Pour rejeter la demande d’acquisition de la nationalité française présentée par Mme A... C... épouse B..., le ministre de l’intérieur s’est fondé sur le fait que l’intéressée, ressortissante du pays dans lequel elle exerce ses fonctions, ne dispose pas de liens particuliers avec la France en dehors de son activité professionnelle et n’a pas de projet immédiat en France.

D’une part, dès lors que le ministre n’a pas déclaré sa demande de naturalisation irrecevable au motif qu’elle n’aurait pas satisfait à la condition de résidence habituelle de cinq années en France prévue par l’article 21-17 du code civil, à laquelle l’article 21-26 du code civil assimile notamment le fait d’exercer, à l’étranger, une activité professionnelle publique pour le compte de l'Etat français, mais a statué en opportunité, sur le fondement de l’article 48 du décret du 30 décembre 1993, Mme A... C... épouse B... ne peut utilement soutenir que la décision attaquée méconnaitrait les dispositions de l’article 21-26 du code civil.

D’autre part, il ressort des pièces du dossier que, si Mme A... C... épouse B... exerce, depuis 1997, des fonctions au service du ministère de la défense français et que ses grandes qualités humaines et professionnelles, incluant une excellente maîtrise de la langue française, sont saluées par sa hiérarchie, elle n’établit pas disposer, en dehors de son activité professionnelle, de liens particuliers avec la France, où elle n’a au demeurant jamais vécu et ne conteste pas n’y avoir aucun projet immédiat, alors qu’elle est durablement installée dans son pays d’origine où elle exerce son activité professionnelle et où elle vit avec son époux, également de nationalité djiboutienne.
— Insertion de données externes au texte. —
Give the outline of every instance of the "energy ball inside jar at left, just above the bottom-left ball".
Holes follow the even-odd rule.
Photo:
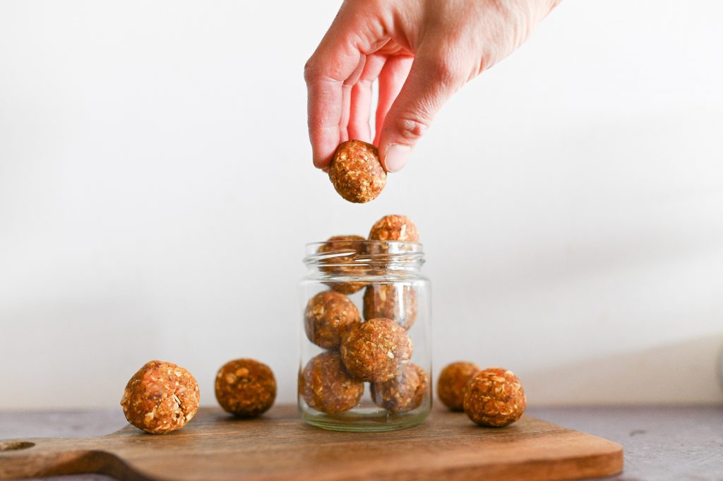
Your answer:
[[[325,349],[336,349],[352,325],[360,323],[354,302],[335,291],[323,291],[309,299],[304,328],[309,341]]]

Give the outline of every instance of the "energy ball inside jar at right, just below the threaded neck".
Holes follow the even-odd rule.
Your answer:
[[[364,291],[364,319],[395,320],[406,330],[416,320],[416,292],[403,284],[377,284]]]

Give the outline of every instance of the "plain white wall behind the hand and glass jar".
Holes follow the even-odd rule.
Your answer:
[[[531,404],[721,402],[723,5],[566,1],[382,196],[312,168],[335,1],[0,2],[0,408],[115,405],[152,358],[294,399],[305,242],[422,232],[436,371]]]

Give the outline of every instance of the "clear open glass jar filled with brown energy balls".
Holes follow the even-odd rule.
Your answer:
[[[310,425],[386,431],[432,409],[431,292],[422,244],[307,244],[299,410]]]

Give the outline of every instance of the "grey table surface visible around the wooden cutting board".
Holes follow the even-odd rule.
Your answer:
[[[723,481],[723,406],[531,407],[527,414],[614,440],[625,448],[615,481]],[[120,409],[0,412],[0,439],[92,436],[126,425]],[[98,474],[46,477],[112,481]]]

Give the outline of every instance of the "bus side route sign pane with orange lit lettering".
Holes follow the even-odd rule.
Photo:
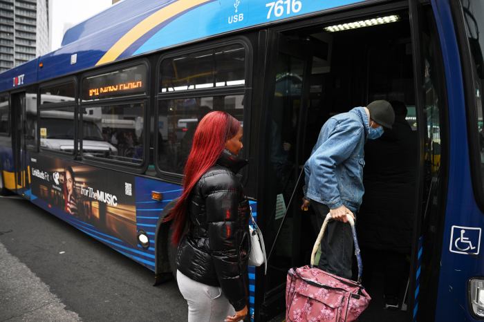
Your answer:
[[[86,77],[82,82],[82,100],[145,94],[147,91],[146,79],[147,66],[144,64]]]

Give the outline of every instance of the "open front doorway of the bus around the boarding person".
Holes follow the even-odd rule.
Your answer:
[[[317,231],[314,211],[299,209],[302,183],[283,225],[281,216],[321,126],[332,115],[381,99],[404,102],[409,111],[416,111],[416,122],[411,123],[413,131],[418,132],[418,142],[413,141],[413,146],[419,147],[419,162],[413,166],[418,167],[418,189],[408,200],[416,205],[409,214],[416,219],[413,247],[409,244],[411,250],[405,253],[404,270],[409,275],[400,283],[398,311],[383,309],[384,278],[382,269],[375,269],[380,274],[373,281],[375,298],[360,320],[433,319],[441,249],[438,240],[445,207],[446,173],[440,162],[445,164],[447,151],[443,65],[434,16],[431,6],[417,0],[352,13],[355,15],[351,17],[326,17],[268,30],[263,88],[263,106],[267,108],[264,171],[257,199],[266,247],[268,252],[272,245],[274,249],[267,276],[258,276],[258,283],[263,285],[258,284],[256,289],[263,292],[256,293],[257,321],[270,318],[272,312],[283,312],[288,268],[308,264]],[[379,15],[398,15],[400,20],[339,33],[322,31],[328,25]]]

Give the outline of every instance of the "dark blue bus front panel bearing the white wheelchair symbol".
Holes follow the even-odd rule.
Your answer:
[[[469,312],[467,282],[484,275],[484,258],[478,249],[484,216],[476,205],[470,176],[467,117],[462,70],[448,0],[433,0],[432,6],[443,50],[449,102],[449,180],[443,231],[442,258],[435,321],[476,321]],[[474,251],[461,236],[469,238]]]

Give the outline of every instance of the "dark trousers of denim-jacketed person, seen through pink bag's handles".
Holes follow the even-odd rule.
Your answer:
[[[317,234],[321,230],[324,218],[329,212],[328,206],[311,200],[311,207],[316,214]],[[353,264],[353,235],[348,222],[331,220],[328,222],[323,240],[318,267],[328,273],[351,279]]]

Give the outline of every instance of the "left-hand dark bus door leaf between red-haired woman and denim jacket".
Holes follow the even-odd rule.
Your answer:
[[[287,37],[279,32],[268,32],[268,57],[266,66],[265,102],[266,146],[263,184],[259,193],[259,217],[263,227],[266,249],[270,254],[268,273],[264,279],[263,303],[258,312],[261,320],[283,311],[286,274],[290,267],[301,264],[306,254],[301,254],[302,216],[299,216],[301,189],[297,189],[288,209],[292,192],[304,164],[300,158],[301,134],[306,111],[307,75],[311,68],[312,54],[299,37]],[[304,176],[301,177],[304,180]],[[299,184],[299,188],[301,184]],[[286,219],[283,215],[288,210]],[[277,235],[279,232],[279,235]],[[276,238],[277,236],[277,238]],[[256,301],[258,302],[258,301]]]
Dans ces conditions, eu égard au large pouvoir dont il dispose pour apprécier l’opportunité d’accorder ou non la nationalité française au ressortissant étranger qui la sollicite, le ministre n’a pas commis d’erreur manifeste d’appréciation en rejetant la demande de Mme A... C... épouse B....
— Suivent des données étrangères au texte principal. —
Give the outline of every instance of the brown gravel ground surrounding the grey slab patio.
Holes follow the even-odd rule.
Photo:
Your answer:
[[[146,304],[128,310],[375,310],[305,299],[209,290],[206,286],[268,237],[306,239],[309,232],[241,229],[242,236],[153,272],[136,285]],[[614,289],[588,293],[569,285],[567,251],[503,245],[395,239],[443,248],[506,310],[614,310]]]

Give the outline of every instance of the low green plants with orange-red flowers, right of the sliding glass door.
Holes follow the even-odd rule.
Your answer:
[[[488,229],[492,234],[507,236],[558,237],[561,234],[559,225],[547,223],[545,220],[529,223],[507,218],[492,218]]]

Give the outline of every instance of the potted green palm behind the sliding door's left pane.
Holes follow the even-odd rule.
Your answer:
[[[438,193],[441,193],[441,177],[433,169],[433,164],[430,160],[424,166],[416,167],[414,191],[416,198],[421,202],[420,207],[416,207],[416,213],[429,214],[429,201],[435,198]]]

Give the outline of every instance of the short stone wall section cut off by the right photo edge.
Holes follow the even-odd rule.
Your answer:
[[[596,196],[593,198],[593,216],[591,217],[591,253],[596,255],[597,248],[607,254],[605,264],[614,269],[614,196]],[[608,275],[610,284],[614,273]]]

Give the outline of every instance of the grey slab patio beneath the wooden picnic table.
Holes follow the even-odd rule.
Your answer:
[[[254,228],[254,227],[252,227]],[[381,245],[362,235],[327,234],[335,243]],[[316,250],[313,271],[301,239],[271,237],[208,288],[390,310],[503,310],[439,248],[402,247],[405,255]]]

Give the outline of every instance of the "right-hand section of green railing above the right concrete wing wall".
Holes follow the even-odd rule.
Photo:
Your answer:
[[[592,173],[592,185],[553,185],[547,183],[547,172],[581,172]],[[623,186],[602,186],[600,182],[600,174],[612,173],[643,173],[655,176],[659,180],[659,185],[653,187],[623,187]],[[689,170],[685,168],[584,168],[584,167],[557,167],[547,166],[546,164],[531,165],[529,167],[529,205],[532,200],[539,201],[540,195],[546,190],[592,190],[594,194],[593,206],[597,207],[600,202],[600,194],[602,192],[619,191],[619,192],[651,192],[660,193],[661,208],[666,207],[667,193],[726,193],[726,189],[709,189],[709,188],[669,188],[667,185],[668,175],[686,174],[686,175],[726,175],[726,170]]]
Il résulte de ce qui précède que Mme A... C... épouse B... n’est pas fondée à demander l’annulation de la décision qu’elle conteste. Par voie de conséquence, sa requête doit être rejetée en toutes ses conclusions, y compris celles à fin d’injonction et celles présentées sur le fondement de l’article L. 761-1 du code de justice administrative.


D E C I D E :

Article 1er : La requête de Mme A... C... épouse B... est rejetée.
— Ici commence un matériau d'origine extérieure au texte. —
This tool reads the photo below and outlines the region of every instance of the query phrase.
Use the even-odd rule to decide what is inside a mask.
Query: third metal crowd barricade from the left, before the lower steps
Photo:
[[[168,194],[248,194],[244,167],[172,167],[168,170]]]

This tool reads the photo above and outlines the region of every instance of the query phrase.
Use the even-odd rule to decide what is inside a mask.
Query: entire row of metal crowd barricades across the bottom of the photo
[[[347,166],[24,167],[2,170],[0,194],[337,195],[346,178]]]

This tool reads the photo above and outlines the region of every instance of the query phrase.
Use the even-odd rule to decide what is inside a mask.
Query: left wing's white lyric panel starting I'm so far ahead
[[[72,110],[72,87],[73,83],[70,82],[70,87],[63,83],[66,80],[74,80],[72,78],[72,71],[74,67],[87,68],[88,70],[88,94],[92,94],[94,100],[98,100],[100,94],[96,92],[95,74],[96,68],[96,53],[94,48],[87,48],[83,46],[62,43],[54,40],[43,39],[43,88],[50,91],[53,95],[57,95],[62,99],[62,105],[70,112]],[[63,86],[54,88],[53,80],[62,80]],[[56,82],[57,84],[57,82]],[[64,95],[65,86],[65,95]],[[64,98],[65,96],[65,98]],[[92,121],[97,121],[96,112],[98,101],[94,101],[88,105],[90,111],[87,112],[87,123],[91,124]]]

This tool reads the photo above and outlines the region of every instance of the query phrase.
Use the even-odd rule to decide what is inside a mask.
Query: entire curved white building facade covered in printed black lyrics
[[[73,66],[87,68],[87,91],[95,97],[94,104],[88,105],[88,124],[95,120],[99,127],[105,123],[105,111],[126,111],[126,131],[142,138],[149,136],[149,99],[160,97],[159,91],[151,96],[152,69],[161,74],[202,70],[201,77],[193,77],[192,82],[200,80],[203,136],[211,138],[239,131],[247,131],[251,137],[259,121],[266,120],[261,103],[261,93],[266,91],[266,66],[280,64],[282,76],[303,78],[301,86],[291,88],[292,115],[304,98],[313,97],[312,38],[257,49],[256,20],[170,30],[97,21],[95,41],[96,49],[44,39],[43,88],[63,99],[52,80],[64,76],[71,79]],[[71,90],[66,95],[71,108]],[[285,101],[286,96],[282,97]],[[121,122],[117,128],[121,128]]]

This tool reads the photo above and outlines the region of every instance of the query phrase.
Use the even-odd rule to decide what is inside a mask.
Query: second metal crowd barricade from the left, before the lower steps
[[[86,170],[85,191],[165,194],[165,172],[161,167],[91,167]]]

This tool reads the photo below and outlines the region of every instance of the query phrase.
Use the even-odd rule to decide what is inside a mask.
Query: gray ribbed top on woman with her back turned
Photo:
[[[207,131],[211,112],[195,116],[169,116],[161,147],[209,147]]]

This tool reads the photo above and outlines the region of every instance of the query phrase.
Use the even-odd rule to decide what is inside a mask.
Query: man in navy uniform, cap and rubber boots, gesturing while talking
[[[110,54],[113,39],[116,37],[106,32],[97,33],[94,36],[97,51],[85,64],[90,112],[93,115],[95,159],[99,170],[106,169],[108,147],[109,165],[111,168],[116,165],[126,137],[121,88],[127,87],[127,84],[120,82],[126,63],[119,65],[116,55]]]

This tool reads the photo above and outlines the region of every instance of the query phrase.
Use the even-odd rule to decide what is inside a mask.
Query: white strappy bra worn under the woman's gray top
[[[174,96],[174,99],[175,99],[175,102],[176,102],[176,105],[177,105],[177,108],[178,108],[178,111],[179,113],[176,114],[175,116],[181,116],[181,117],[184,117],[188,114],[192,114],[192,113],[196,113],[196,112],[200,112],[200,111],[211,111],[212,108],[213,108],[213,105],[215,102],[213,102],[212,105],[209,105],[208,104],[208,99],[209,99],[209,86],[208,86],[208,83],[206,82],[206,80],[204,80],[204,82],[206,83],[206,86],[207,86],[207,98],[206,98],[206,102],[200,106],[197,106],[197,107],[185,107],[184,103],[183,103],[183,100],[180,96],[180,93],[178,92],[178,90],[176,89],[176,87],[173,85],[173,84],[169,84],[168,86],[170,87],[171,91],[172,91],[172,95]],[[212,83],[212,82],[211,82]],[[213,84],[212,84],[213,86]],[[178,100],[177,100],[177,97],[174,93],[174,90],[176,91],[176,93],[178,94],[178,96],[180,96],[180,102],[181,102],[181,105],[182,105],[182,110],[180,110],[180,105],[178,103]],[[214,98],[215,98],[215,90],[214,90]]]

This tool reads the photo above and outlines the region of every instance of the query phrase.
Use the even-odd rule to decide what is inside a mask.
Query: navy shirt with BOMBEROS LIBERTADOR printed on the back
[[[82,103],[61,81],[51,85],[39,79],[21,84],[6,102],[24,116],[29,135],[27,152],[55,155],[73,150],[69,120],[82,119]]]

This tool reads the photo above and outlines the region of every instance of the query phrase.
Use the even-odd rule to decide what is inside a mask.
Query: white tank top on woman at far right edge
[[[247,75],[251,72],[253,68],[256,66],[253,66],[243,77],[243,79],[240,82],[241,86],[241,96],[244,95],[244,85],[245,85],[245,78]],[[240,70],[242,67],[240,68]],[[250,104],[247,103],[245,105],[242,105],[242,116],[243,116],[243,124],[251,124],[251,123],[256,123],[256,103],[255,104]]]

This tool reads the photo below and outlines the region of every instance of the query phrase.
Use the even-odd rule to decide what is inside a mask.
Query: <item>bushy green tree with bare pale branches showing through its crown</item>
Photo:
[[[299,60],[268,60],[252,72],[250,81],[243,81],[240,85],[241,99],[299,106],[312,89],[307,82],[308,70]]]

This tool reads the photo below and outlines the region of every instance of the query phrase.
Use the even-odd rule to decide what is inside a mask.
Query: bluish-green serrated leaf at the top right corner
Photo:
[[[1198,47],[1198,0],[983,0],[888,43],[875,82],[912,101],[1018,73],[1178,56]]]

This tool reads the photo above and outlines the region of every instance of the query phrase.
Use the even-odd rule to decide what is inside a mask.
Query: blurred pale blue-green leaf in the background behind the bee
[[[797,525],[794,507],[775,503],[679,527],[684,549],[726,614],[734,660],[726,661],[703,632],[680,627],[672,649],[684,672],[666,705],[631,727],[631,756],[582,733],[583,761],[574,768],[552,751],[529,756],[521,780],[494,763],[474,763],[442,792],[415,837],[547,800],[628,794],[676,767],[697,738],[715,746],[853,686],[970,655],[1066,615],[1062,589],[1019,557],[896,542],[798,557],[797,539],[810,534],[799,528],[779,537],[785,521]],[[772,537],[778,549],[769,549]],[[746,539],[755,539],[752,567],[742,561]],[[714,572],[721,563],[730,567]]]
Article 2 : Le présent jugement sera notifié à Mme D... A... C... épouse B... et au ministre de l’intérieur.


Délibéré après l’audience du 28 octobre 2025, à laquelle siégeaient :

M. Besse, président,
M. Vauterin, premier conseiller,
Mme Gavet, conseillère.

Rendu public par mise à disposition au greffe le 18 novembre 2025.


La rapporteure,
GAVET
Le président,
P. BESSE



La greffière,

F. MERLET
La République mande et ordonne au ministre d’Etat, ministre de l’intérieur en ce qui le concerne ou à tous commissaires de justice à ce requis en ce qui concerne les voies de droit commun contre les parties privées, de pourvoir à l’exécution de la présente décision.